The Bank of Namibia has given foreign-owned banks until the end of 2019 to comply with requirements that locals should hold at least 25 percent equity in commercial lenders operating in the country.
Governor Ipumbu Shiimi confirmed in a recent interview with the Windhoek Observer that to date, NedBank, Standard Bank, Bank BIC Namibia Limited of Angola, and Letshego Bank Namibia were either not compliant or partially compliant with the local shareholding requirement as stipulated by the Namibian Financial Sector Charter, developed and endorsed by the financial sector industry, and the Namibia Financial Sector Strategy.
Shiimi said one of the central bank’s conditions for granting banking licences to Letshego and Bank BIC Namibia in 2016 was that they should get local shareholders over time. “There are no Namibian shareholders yet, but one of the conditions was that they have to get a Namibian shareholder. We are giving them until 2019. They have also made a commitment in the Financial Sector Charter,” the governor said.
Only Namibia Stock Exchange (NSX)-listed FNB Namibia out of the five foreign-owned banks in Namibia, has fully complied with the local shareholding requirement, while Standard Bank Namibia has only transferred 10 percent equity to locals following a N$300 million empowerment deal in 2015, which saw the lender’s employees getting an eight percent stake, with the remaining two percent going to a community trust.

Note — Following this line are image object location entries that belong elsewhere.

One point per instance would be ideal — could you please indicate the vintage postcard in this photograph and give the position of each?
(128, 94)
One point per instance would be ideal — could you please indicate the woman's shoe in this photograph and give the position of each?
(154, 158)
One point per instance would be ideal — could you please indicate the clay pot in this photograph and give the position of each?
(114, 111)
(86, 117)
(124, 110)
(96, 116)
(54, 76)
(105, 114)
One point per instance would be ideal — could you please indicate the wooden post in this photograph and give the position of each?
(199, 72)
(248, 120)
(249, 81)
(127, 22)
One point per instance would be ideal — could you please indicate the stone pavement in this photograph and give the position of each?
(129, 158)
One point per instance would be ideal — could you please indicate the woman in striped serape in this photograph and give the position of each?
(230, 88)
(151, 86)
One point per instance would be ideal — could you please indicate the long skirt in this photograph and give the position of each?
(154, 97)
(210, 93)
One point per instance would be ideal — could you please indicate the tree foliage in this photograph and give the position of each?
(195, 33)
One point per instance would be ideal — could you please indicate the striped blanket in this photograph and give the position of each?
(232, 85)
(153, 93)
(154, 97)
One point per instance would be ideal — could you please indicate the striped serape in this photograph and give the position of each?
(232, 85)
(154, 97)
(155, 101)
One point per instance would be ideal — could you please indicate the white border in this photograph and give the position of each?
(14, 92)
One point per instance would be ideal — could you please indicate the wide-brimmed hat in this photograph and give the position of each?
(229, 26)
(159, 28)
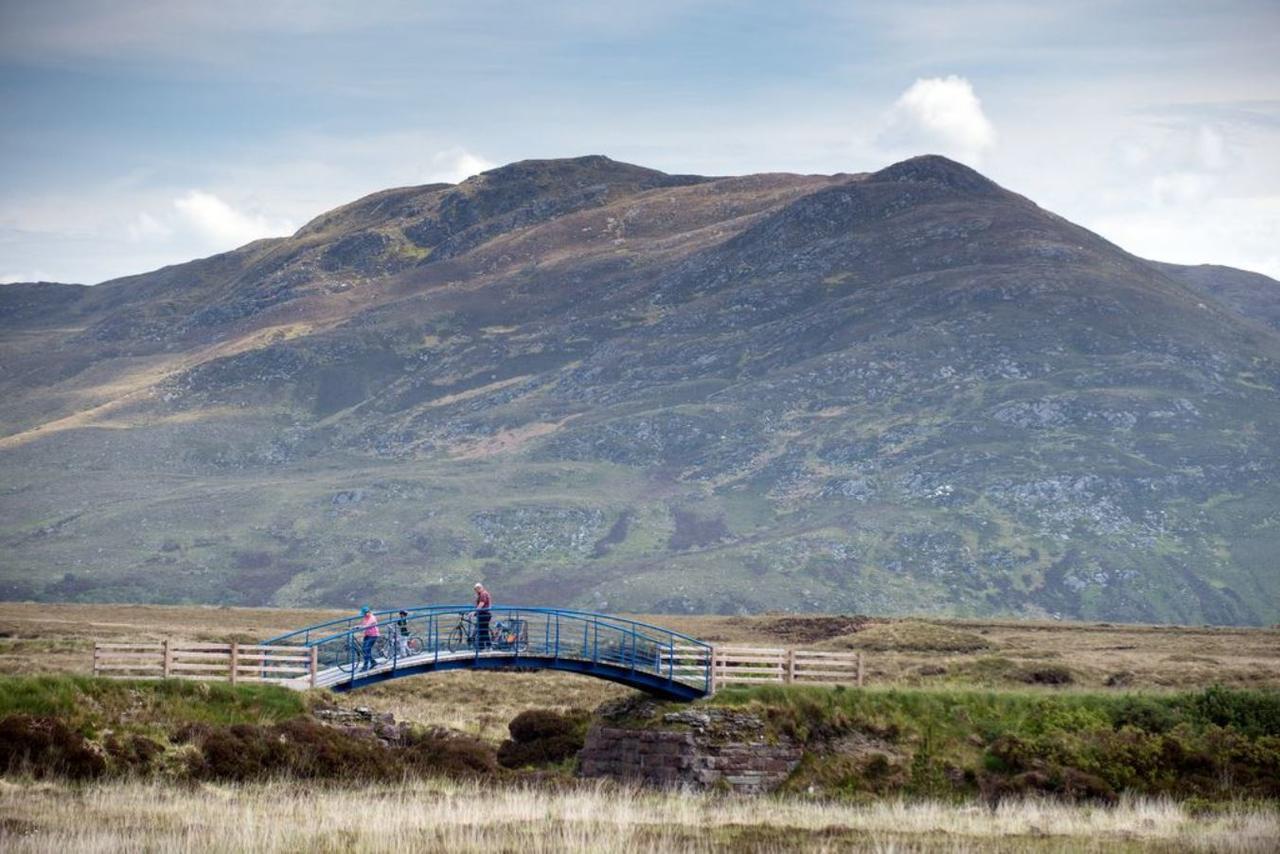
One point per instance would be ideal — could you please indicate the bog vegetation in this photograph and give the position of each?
(988, 743)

The Windhoek Observer reported last year that the Botswana Stock Exchange-listed Letshego Holdings had sold a 15 percent stake to Kumwe Investment Holdings, as part of measures to meet the local requirements.

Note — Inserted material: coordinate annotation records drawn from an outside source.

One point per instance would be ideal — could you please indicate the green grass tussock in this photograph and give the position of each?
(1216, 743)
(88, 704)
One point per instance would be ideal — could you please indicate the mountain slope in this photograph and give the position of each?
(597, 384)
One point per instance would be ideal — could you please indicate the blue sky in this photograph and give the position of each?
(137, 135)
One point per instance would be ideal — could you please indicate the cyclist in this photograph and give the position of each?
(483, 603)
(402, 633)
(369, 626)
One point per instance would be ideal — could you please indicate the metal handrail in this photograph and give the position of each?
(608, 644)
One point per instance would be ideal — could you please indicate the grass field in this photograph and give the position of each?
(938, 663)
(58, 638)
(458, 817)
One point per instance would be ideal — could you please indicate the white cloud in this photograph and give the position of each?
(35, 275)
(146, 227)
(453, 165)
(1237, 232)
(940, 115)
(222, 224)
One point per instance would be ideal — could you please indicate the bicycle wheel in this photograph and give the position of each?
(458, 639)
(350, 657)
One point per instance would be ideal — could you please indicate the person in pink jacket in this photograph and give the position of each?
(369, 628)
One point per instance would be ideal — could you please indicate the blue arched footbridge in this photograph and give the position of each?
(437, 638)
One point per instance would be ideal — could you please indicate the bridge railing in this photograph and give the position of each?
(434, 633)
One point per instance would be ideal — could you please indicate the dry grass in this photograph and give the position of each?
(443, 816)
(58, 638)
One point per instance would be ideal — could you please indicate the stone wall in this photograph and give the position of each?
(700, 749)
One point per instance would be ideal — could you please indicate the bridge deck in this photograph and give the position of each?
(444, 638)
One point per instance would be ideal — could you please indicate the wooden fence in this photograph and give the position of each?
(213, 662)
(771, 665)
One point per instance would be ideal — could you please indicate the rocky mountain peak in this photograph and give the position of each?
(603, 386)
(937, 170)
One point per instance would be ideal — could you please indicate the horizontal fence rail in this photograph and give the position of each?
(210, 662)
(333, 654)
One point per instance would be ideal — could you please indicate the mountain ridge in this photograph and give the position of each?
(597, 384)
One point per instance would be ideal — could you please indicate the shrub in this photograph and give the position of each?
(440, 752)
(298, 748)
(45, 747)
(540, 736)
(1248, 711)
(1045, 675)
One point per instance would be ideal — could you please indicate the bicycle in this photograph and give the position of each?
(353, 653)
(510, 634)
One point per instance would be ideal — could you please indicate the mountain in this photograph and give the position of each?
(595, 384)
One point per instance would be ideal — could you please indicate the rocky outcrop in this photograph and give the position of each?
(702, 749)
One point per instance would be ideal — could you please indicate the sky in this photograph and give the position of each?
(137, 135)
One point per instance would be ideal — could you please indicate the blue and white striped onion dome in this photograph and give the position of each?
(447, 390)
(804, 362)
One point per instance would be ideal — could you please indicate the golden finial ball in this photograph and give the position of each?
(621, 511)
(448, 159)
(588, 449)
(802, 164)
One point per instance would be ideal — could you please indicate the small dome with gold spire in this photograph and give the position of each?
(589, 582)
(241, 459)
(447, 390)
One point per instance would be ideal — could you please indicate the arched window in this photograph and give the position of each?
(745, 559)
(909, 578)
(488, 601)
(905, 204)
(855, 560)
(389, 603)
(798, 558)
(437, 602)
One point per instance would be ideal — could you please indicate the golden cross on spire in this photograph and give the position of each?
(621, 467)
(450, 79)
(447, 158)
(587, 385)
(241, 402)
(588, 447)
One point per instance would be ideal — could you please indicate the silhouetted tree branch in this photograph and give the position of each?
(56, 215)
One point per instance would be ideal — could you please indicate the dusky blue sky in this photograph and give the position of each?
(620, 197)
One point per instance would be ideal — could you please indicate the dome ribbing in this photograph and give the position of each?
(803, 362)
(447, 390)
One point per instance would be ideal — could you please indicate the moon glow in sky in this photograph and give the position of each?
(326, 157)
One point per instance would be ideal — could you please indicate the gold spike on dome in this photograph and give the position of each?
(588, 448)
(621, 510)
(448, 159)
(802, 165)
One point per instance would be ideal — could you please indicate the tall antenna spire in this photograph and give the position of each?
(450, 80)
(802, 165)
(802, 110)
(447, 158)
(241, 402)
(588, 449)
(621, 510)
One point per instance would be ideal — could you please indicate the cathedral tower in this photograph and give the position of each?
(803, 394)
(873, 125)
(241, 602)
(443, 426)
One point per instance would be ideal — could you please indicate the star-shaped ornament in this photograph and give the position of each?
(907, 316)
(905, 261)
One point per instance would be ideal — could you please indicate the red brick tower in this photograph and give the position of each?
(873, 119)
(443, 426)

Shiimi acknowledged that Letshego had secured a local partner, but was quick to add that the central bank was not yet sure of the lender’s current shareholding structure.
“I do not know where (Letshego) is now regarding their shareholding, but again they have to meet the same requirements. The minimum shareholding is up to 45 percent for new banks, but they have a period of four years after establishment to find local shareholders,” he said
Nedbank Namibia, which is majority-owned by Nedbank South Africa, is still to make any progress in terms of having locals as shareholders. Shiimi, however, said the central bank remains in close contact with Nedbank executives to ensure compliance.
“Yes, we are in close contact with them. They have made commitments; they are working on being ready to [comply]. We should perhaps wait.”
The Apex bank governor stressed that there is no legal requirement in place at the moment which forces foreign owned banks to have a Namibian shareholding. The requirements are contained in the Banking Institutions Amendment Bill, which is expected to be tabled in Parliament soon.
Responding to an enquiry from the Windhoek Observer this week, Nedbank’s Company Secretary, Saretha Louw, said the bank had met most of its targets, without elaborating.
“We are working on it (local ownership), in fact, this week it is being discussed. We have met most of our targets and we have indeed made a commitment before 2019,”she said.
Questions sent to Standard Bank’s Communication Manager Surihe Gaomas-Guchu, and Letshego’s CEO Ester Kali on Tuesday, went unanswered.